France | France, Conseil d'État, 4ème chambre, 21 novembre 2024, 472269


Vu la procédure suivante :



M. C... A... B... a demandé au tribunal administratif de Marseille d'annuler pour excès de pouvoir la décision du 6 juin 2018 par laquelle la ministre du travail, après avoir retiré la décision implicite rejetant le recours hiérarchique dont elle était saisie, a annulé la décision du 20 septembre 2017 de l'inspectrice du travail de la section 5 de l'unité de contrôle Le Port Euromed de l'unité départementale des Bouches-du-Rhône refusant d'autoriser son licenciement et a autorisé la société Aérofarm à procéder à ce

licenciement pour motif économique. Par un jugement n° 1806037 du 22 septembre 202...

Vu la procédure suivante :

M. C... A... B... a demandé au tribunal administratif de Marseille d'annuler pour excès de pouvoir la décision du 6 juin 2018 par laquelle la ministre du travail, après avoir retiré la décision implicite rejetant le recours hiérarchique dont elle était saisie, a annulé la décision du 20 septembre 2017 de l'inspectrice du travail de la section 5 de l'unité de contrôle Le Port Euromed de l'unité départementale des Bouches-du-Rhône refusant d'autoriser son licenciement et a autorisé la société Aérofarm à procéder à ce licenciement pour motif économique. Par un jugement n° 1806037 du 22 septembre 2021, le tribunal administratif de Marseille a rejeté cette demande.

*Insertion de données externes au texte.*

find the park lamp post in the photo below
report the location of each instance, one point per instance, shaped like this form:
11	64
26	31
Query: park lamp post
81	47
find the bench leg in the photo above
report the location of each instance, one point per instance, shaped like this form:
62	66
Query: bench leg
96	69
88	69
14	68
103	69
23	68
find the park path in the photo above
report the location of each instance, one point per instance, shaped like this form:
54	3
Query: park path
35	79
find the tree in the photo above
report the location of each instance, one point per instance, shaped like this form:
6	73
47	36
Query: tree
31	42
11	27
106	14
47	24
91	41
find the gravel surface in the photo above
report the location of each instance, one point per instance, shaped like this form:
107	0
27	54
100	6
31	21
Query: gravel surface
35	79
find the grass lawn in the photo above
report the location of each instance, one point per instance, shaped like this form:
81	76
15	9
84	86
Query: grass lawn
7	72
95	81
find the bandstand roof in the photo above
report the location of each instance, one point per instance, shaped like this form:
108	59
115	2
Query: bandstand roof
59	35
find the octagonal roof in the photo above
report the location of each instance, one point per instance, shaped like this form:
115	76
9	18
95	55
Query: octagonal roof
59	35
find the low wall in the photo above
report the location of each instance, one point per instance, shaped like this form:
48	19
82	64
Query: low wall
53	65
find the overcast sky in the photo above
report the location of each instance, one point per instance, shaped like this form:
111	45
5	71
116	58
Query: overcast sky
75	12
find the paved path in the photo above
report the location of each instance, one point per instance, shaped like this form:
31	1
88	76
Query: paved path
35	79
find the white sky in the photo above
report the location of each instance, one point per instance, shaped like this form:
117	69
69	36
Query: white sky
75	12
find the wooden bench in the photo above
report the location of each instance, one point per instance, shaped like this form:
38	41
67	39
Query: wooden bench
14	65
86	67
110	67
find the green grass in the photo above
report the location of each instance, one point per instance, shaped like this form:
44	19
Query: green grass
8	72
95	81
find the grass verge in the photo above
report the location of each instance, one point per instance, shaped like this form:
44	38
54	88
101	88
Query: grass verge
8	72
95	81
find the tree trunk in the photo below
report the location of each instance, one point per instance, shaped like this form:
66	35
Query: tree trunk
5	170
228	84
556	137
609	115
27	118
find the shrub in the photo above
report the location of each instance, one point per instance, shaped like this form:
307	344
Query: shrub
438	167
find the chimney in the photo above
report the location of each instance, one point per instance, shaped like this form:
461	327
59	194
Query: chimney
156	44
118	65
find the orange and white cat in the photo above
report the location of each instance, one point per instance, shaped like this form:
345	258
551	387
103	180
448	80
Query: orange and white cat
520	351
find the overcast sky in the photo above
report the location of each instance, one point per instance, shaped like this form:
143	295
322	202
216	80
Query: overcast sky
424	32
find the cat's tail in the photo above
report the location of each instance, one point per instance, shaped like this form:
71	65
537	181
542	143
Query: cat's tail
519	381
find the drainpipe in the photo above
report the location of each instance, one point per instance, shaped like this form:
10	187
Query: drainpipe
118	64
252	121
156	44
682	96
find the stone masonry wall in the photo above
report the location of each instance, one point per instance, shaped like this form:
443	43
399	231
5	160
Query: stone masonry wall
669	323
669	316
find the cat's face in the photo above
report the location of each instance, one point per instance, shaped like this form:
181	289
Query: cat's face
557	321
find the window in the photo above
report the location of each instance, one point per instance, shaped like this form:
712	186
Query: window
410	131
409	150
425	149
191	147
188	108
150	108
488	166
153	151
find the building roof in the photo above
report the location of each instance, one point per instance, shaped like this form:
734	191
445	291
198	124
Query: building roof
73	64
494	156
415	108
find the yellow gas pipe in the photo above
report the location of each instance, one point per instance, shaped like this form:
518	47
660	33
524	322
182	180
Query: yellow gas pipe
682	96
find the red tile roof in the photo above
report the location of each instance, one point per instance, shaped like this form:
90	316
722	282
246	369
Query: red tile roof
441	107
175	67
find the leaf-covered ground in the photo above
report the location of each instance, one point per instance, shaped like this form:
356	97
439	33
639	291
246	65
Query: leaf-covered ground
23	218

Par un arrêt n° 21MA04317 du 20 janvier 2023, la cour administrative d'appel de Marseille a rejeté l'appel formé par M. A... B... contre ce jugement.

Par un pourvoi sommaire et un mémoire complémentaire, enregistrés les 20 mars et 19 juin 2023 au secrétariat du contentieux du Conseil d'Etat, M. A... B... demande au Conseil d'Etat :

1°) d'annuler cet arrêt ;

2°) réglant l'affaire au fond, de faire droit à son appel ;

3°) de mettre à la charge de l'Etat la somme de 3 500 euros au titre de l'article L. 761-1 du code de justice administrative.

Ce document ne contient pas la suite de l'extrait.